Looking over the back fence that separates our yard from the neighbor’s orchard, my vision stretches to the foothills some twenty miles away. I listen to the wind break like surf in the branches of the walnut trees. It grows peaceful and quiet inside me. I close my eyes and watch the color flow from dark black to red and then to orange yellow. Opening my eyes, I see a dark sparrow flit out of a tree. I follow the lace like pattern of the branches. There are still a few yellow-green leaves scattered about. Black clothed walnuts stand out clearly against the background of blue-gray sky.

Stoke come outside with his football hugged in his arms. “Wanna catch?” he asks. We line up on opposite sides of the yard and toss the ball gently back and forth. I throw an easy spiral and watch its pattern.

Hey, that’s really neat , I tell myself. I remember that Willie and I use to play like this the first couple of years that I was with my foster parents. You even think of Stoke as being him sometimes when we’re out like this, I tell myself. “Good Catch,” I tell Stoke.

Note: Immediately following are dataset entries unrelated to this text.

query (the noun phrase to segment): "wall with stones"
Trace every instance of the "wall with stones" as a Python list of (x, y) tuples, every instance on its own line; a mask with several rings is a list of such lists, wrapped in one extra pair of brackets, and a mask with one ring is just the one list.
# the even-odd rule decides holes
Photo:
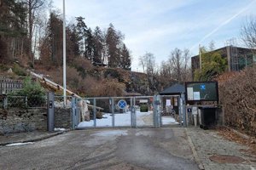
[(72, 128), (71, 108), (55, 108), (55, 127), (60, 128)]
[[(71, 128), (72, 110), (55, 108), (55, 127)], [(0, 109), (0, 134), (47, 131), (47, 109)]]

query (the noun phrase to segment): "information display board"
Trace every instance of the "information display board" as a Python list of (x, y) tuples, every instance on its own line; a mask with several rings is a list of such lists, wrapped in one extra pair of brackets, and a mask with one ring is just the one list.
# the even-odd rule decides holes
[(218, 101), (217, 82), (185, 82), (187, 101)]

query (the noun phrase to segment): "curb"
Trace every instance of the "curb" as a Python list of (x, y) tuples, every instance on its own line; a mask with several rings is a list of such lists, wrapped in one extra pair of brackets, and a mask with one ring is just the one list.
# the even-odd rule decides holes
[(50, 134), (46, 134), (46, 135), (43, 135), (41, 137), (38, 137), (38, 138), (36, 137), (36, 138), (26, 139), (26, 140), (17, 140), (15, 142), (0, 143), (0, 146), (5, 146), (7, 144), (16, 144), (16, 143), (38, 142), (38, 141), (44, 140), (44, 139), (49, 139), (49, 138), (51, 138), (51, 137), (54, 137), (54, 136), (57, 136), (59, 134), (63, 134), (65, 133), (67, 133), (68, 131), (69, 130), (55, 132), (55, 133), (50, 133)]
[(195, 161), (196, 164), (198, 165), (199, 169), (200, 169), (200, 170), (204, 170), (205, 167), (204, 167), (204, 166), (203, 166), (203, 164), (202, 164), (201, 159), (199, 158), (199, 156), (198, 156), (198, 155), (197, 155), (195, 147), (195, 145), (194, 145), (194, 144), (193, 144), (193, 142), (192, 142), (192, 139), (191, 139), (190, 136), (189, 136), (189, 133), (188, 133), (188, 129), (187, 129), (187, 128), (185, 128), (185, 133), (186, 133), (186, 134), (187, 134), (189, 144), (189, 146), (190, 146), (190, 148), (191, 148), (191, 150), (192, 150), (192, 153), (193, 153)]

“How do you make it spin like that?” Stoke asks.

I toss an easy spiral to Stoke’s outstretched five-year-old hands. He watches and returns one to me. “See the pattern it makes in the air?” I ask. I never saw the ball spiral when I played catch with Willie, I tell myself.

How many years did Willie and I play together like this? I ask myself. I remember when we moved to River Road we shared the same small bedroom for a couple years. We didn’t talk too much though. I was in high school with an after school job. He was in sixth or seventh grade. We both had our own friends. I remember I traded my black leather jacket to him for a tire when we split for Alaska. The tire blew out before we were even out of Pennsylvania.

“We got a new kid in school today,” Stoke tells me. “His name is Bobby. Him and me are building a gigantic fort. He got no teeth in front.”

“What are you gonna do wid the fort?”

“Tear it down.”

“What did you learn in school today?” I ask with one ear on our conversation and the other cocked for Willie’s car.

“Ahhh… we didn’t learn nothing. All we ever do is play.”